Manoel de Oliveira - Paineis de S. Vicente No Festival de Veneza.



Realizador português mostrou a sua nova curta-metragem sobre a enigmática obra do século XV na secção paralela Horizontes
Com o filme Painéis de São Vicente de Fora, Visão Poética, uma curta-metragem de 16 minutos, encomenda da Fundação de Serralves, que mostrou na secção paralela Horizontes do Festival de Veneza, Manoel de Oliveira faz uma reflexão sobre esta enigmática obra do século XV exposta no Museu Nacional de Arte Antiga.
"A duração não é importante nos filmes. O importante é o argumento. Já cheguei a fazer filmes com mais de quatro horas, como Le Soulier de Satin. Nesta curta- -metragem, que não é um documentário, dei importância à interpretação dos Painéis, encontrando inspiração na actual crise mundial e na crescente desumaniza- ção em que vivemos", declarou Oliveira ao DN.
Para Manoel de Oliveira, que foi aplaudido durante mais de dez minutos antes da projecção, e apresentado por Marco Müller, o director do certame, "o grande mistério destes Painéis reside em não se saber ao certo quem são as personagens nele representadas, porque, se algumas são reconhecíveis, muitas outras não o são".
São Vicente, interpretado por Ricardo Trepa, e o infante D. Henrique, por Diogo Dória, "partilham de um mesmo desejo de justiça, fraternidade e paz entre os povos, fora de questões relacionadas com raça e religião".
Segundo Oliveira, "os Painéis de São Vicente foram desde sempre reconhecidos como a mais importante representação da sociedade portuguesa da época, quando os navegadores portugueses viajavam pelos oceanos dos cinco continentes, desbravando o planeta e dando a conhecer novos lugares e povos".
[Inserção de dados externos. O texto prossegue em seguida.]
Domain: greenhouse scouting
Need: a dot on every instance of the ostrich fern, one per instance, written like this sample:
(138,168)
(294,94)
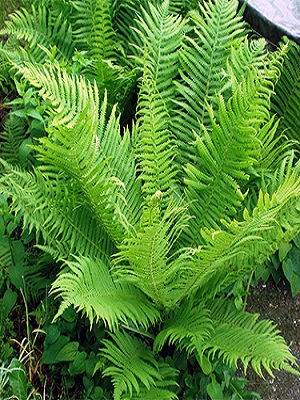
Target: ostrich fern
(153,222)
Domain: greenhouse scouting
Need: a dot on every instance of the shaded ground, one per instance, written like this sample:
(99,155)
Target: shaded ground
(275,302)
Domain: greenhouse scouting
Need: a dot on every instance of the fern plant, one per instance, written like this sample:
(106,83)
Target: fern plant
(154,221)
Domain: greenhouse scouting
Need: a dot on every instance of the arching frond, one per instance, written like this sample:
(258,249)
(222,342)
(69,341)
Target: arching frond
(95,165)
(155,147)
(287,98)
(202,60)
(12,139)
(161,36)
(243,246)
(67,95)
(93,30)
(88,285)
(238,335)
(134,367)
(188,326)
(52,208)
(147,260)
(42,27)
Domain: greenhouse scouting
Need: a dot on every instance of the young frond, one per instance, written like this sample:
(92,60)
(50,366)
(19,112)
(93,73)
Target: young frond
(87,284)
(202,61)
(42,28)
(223,158)
(132,364)
(238,335)
(52,208)
(67,94)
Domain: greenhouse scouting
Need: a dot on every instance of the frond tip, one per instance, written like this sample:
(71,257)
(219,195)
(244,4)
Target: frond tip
(88,286)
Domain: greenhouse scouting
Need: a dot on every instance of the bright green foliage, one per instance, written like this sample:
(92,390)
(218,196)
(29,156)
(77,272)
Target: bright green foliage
(155,221)
(285,102)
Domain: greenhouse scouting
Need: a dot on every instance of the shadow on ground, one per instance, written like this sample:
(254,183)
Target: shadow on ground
(275,302)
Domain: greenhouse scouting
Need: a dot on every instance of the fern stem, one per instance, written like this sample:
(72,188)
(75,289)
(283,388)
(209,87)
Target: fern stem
(134,330)
(247,290)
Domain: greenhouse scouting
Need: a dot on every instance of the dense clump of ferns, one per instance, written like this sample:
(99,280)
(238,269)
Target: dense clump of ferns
(155,220)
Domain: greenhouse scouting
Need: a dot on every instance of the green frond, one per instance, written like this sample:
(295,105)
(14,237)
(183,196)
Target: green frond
(202,60)
(160,36)
(243,246)
(163,389)
(287,98)
(42,27)
(93,30)
(253,52)
(78,151)
(13,139)
(188,326)
(95,36)
(133,367)
(52,208)
(155,145)
(87,284)
(147,260)
(67,94)
(239,335)
(223,158)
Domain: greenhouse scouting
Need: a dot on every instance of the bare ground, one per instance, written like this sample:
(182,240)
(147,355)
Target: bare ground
(275,302)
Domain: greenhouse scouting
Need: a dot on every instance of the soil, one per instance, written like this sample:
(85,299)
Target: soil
(275,302)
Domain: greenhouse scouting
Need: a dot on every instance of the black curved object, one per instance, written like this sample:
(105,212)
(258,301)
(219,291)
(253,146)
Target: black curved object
(273,19)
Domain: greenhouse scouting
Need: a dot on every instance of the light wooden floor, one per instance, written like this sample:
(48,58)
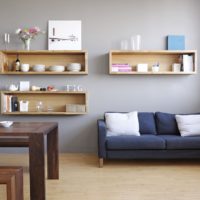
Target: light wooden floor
(81,179)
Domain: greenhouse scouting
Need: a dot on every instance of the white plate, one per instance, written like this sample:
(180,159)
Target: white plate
(6,123)
(57,68)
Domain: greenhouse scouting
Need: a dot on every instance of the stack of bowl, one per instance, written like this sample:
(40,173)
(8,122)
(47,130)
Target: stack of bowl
(57,68)
(38,68)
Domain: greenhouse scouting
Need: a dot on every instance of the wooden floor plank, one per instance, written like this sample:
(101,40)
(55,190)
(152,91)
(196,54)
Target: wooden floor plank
(82,179)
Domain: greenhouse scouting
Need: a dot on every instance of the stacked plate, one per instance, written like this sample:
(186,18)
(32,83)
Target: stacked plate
(6,123)
(38,68)
(57,68)
(74,67)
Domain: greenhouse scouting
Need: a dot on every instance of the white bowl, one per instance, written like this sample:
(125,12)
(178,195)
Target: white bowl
(74,67)
(38,68)
(57,68)
(6,123)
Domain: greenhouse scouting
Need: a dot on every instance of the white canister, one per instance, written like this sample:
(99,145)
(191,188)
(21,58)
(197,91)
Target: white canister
(24,67)
(155,68)
(176,67)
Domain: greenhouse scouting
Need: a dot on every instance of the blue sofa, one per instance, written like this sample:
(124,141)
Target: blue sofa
(160,139)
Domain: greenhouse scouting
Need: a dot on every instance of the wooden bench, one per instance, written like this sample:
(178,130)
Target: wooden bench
(13,178)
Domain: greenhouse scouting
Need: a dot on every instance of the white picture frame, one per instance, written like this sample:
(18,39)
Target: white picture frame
(24,86)
(64,35)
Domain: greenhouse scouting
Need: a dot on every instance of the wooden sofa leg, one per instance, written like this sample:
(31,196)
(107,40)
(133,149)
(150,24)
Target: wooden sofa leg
(101,162)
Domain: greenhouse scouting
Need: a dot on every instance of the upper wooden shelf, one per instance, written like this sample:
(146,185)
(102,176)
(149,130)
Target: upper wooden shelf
(165,58)
(53,102)
(48,58)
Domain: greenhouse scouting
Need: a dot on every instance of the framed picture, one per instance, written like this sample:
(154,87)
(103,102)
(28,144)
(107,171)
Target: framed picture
(64,35)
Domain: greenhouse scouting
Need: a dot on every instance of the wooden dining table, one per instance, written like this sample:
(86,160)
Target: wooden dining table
(35,133)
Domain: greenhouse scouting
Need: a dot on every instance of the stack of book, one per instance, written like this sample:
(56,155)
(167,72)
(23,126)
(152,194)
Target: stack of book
(10,103)
(121,67)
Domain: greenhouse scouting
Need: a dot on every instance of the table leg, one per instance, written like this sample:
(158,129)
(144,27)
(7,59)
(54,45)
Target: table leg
(52,154)
(37,167)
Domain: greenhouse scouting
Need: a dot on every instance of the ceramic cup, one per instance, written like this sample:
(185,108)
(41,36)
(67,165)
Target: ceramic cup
(24,67)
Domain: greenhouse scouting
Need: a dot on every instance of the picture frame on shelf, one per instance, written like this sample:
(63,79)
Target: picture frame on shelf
(64,35)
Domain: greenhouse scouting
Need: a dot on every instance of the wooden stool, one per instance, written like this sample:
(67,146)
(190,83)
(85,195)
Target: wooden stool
(13,178)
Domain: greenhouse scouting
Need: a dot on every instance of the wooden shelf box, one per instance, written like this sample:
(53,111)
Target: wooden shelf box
(48,58)
(165,59)
(54,103)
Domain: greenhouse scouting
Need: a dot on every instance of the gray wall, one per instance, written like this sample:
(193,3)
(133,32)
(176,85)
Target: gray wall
(104,24)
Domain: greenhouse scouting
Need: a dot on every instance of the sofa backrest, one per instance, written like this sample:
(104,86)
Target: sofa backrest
(166,124)
(147,123)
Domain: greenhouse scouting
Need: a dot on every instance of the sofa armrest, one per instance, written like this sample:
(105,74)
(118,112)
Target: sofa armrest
(101,138)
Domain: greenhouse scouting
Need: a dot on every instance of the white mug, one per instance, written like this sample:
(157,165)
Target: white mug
(24,67)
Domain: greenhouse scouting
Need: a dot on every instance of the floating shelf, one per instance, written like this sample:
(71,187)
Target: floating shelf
(48,58)
(56,100)
(164,57)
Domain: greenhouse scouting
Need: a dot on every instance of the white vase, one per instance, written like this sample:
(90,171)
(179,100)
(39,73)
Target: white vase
(27,44)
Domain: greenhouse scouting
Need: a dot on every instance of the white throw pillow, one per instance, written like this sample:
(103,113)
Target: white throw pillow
(122,124)
(188,125)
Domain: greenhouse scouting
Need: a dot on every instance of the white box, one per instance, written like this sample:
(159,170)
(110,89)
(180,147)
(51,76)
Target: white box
(176,67)
(24,86)
(142,67)
(187,63)
(23,106)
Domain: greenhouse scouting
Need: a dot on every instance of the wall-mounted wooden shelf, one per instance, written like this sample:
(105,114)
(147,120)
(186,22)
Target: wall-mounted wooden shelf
(48,58)
(164,57)
(57,101)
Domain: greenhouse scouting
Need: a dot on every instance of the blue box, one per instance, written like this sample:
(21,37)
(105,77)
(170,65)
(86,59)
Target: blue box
(176,42)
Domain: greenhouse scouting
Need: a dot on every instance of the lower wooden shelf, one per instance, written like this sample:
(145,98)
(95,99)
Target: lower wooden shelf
(53,103)
(152,73)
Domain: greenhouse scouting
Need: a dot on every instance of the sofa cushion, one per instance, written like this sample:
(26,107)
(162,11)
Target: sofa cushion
(188,125)
(147,123)
(122,123)
(166,124)
(178,142)
(133,142)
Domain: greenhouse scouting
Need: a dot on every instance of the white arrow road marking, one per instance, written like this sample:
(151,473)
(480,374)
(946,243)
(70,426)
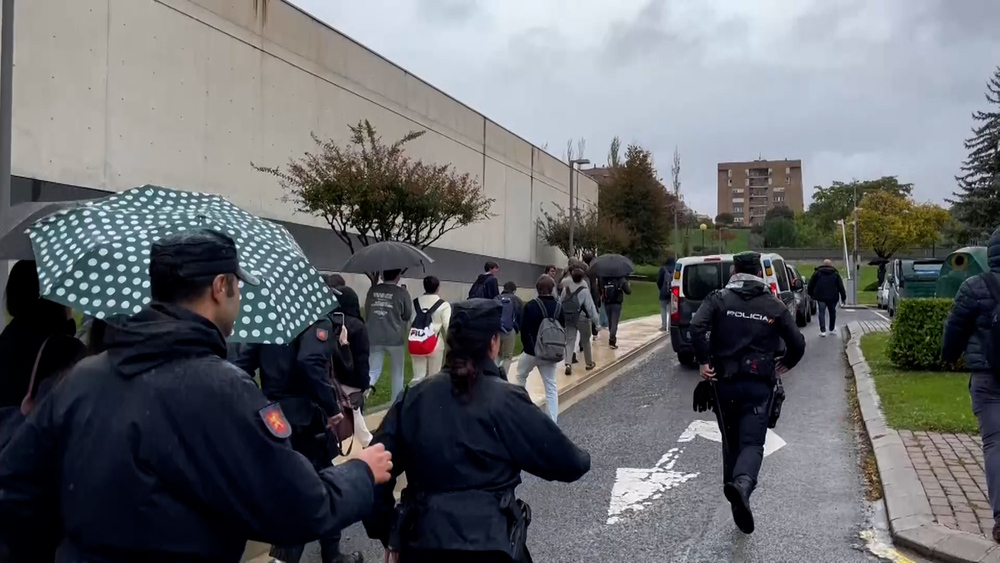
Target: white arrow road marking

"Os Descobrimentos, iniciados por Portugal, permitiram um conhecimento mais completo do mundo, que é a casa de todos nós mas que então permanecia ainda uma incógnita para a humanidade que o habitava", frisou o realizador. "O homem sempre fez tudo para conhecer e dominar o mundo e os seus semelhantes. Mas somente os animais não têm a perversidade da humanidade". E acrescentou, numa nota do seu conhecido pessimismo. "O Velho do Restelo não era pessimista, apenas previu o futuro."
Referindo-se à cena em que as figuras dos Painéis de São Vicente surgem fora do quadro, disse Oliveira: "Hoje talvez seja possível para as personagens conseguirem sair dos Painéis. Mas não há nada de novo no cinema."